Жена Рэтмена вставала около полудня, одевалась, а потом сидела, глядя в окно, выходившее в сад. Или – это даже чаще – ходила за Рут по пятам по всему дому и говорила, говорила о своей мертвой дочке Изабел и о беспрестанном плаче младенца, повторяя все те же слова, повторяя исступленно, словно они никак не доходили до Рут. И Рут становилось страшно; она начинала бояться отрешенного, неистового выражения ее глаз и монотонного, истерического голоса. Ей стало казаться, что Мириам Рэтмен была больна еще до смерти ее ребенка – больна не только телом, но и душой. Даже говоря, она оставалась углубленной в себя, ее внимание было приковано к чему-то, запрятанному глубоко в ее душе, и слова извергались из нее, словно поток крови, который она не в силах была остановить и которого даже не осознавала.
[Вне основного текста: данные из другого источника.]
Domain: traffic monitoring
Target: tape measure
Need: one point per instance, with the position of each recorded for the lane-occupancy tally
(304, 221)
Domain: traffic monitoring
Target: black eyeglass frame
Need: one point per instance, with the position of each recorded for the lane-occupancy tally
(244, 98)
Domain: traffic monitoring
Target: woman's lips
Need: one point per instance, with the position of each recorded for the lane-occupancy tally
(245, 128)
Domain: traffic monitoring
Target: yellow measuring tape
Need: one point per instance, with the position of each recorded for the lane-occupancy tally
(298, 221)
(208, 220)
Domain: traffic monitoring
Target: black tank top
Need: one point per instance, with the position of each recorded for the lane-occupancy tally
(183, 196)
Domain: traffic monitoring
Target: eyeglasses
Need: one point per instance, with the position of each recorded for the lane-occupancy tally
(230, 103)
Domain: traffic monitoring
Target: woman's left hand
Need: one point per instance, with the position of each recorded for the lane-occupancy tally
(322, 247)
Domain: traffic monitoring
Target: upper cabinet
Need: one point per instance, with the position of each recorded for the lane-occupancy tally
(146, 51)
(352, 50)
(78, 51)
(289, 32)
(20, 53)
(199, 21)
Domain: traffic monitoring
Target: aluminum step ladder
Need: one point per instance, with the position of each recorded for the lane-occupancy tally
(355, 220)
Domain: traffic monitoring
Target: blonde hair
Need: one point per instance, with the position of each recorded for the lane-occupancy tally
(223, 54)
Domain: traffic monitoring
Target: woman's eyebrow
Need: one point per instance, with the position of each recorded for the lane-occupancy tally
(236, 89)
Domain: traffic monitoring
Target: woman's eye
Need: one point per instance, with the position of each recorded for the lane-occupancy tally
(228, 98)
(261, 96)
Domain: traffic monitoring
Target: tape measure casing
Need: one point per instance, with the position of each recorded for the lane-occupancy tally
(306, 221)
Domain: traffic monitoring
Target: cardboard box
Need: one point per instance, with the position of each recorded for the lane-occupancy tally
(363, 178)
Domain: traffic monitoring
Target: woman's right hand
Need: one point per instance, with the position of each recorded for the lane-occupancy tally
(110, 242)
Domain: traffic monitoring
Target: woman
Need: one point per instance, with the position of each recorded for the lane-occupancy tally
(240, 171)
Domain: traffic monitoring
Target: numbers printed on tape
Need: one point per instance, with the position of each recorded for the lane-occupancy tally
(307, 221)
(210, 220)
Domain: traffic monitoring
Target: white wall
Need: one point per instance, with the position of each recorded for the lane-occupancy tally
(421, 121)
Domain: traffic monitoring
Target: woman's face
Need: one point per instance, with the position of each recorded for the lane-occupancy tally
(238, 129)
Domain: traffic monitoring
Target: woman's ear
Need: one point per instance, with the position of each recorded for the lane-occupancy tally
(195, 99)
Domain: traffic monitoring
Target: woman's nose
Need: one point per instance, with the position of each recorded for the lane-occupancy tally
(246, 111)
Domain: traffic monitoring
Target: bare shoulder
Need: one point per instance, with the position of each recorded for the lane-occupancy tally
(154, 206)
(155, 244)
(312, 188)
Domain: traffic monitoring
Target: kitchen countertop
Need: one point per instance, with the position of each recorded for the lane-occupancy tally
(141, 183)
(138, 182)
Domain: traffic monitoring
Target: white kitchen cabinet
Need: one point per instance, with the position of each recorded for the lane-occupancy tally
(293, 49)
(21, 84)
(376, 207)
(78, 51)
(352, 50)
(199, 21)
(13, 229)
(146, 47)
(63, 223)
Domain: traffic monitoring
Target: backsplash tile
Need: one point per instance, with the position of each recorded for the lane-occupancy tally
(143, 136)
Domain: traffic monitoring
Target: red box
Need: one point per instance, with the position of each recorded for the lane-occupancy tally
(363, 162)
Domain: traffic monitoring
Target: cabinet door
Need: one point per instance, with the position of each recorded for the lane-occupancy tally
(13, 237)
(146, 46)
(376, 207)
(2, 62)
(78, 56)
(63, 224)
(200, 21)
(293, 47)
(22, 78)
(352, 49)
Она то и дело подходила к Рут, беспомощно останавливалась перед ней и спрашивала:
– Мне надо поесть? Мне надо переодеться? Уже пора искупать маленькую? И, словно ребенок, ждала, какое ей будет дано распоряжение. Рут понемногу привыкла к этому и отвечала на ее вопросы, но такая зависимость какого-то человека от нее была ей непривычна и пугала.
Самого Рэтмена ей почти не приходилось видеть. Но что больше всего угнетало ее – это отсутствие, казалось, какой бы то ни было близости между этими мужем и женой, – каждый из них словно бы почти не замечал присутствия другого в доме. Священник сидел, запершись у себя в кабинете, или уходил из дома и бродил где-то часами, а потом возвращался донельзя усталый, бледный, в промокшей, а то и порванной одежде, ел все, что бы Рут ни приготовила ему, но, казалось, даже не понимал, что он ест. Наведывались разные люди, но он не желал никого видеть. И тут Рут наконец осознала, как в свое время вела себя она и как это выглядело в глазах других, когда она затворялась от всех или часами пропадала в лесу или у могилы Бена по ночам, полностью утратив чувство времени.
И совсем так же, как она ходила на могилу, Рэтмен все время заходил в маленькую спаленку, где лежала его мертвая девочка, и сидел возле нее, словно надеясь обрести в себе какую-то силу, которая возродила бы ребенка к жизни.
Рут избегала заходить в эту комнату. Но в день накануне похорон, вытирая руки после мытья посуды, она поняла, что должна сейчас, сейчас же подняться туда, должна увидеть и не позволить себе убежать.
Взявшись за ручку двери, она почувствовала, как у нее сдавило горло и грудь и перехватило дыхание. Но увидеть она была должна. Она медленно переступила порог.
Рэтмен сидел, уткнувшись лицом в ладони, и плакал. Рут шагнула к стоявшей у окна кроватке. Рэтмен не поднял головы. Она перевела взгляд на ребенка.